Georgia: Lack of access to services for children with disabilities and denial of social inclusion
"Lack of access to services for children with disabilities - the denial of social inclusion in Georgia" is a new policy brief prepared within the framework of the Open Society Georgia Foundation’s inhouse project Monitoring Implementation of the EU-Georgia Association Agreement by Coalition of Civil Society Organizations.

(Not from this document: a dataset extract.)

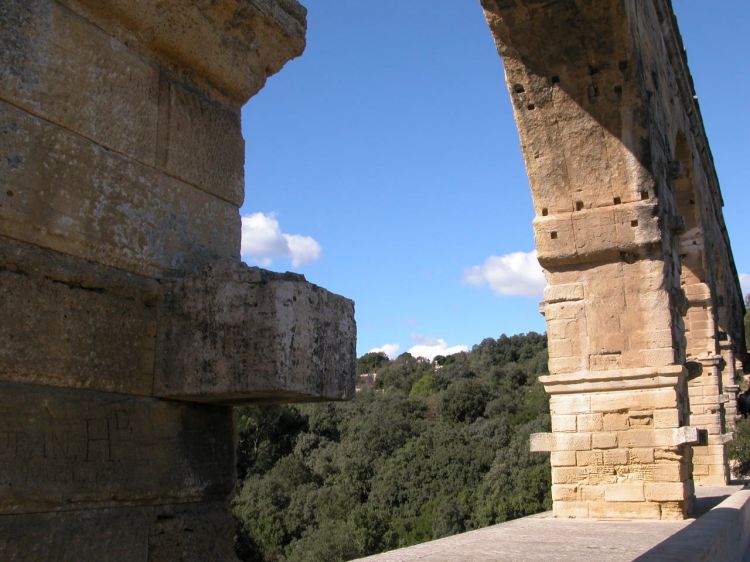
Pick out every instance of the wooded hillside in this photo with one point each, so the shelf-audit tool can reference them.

Since 1991 Georgia has not updated the system of disability registration. Official administrative bodies consider children disabled only if they exhibit listed symptoms of a given diagnosis and not their actual needs for social and educational inclusion – a practice of a medical model of disability that is in contradiction with the standards of the UN Convention on the Rights of Persons with Disabilities.
Children with disabilities in Georgia are obtaining disability services depending on the goodwill of their parents. All too often, parents, who do not acknowledge their children’s disability, refuse to register them at social and educational services. State authorities usually do not consider such practices as discriminatory.
The existing state-funded social service program hinders the participation of disabled children in educational activities. If children with disability attend the regular school system as well as the day-care services, the state decreases its financial contributions for day-care centers.
There is an urgent need to scrutinize and revise the national and municipal programs of child rehabilitation and social inclusion.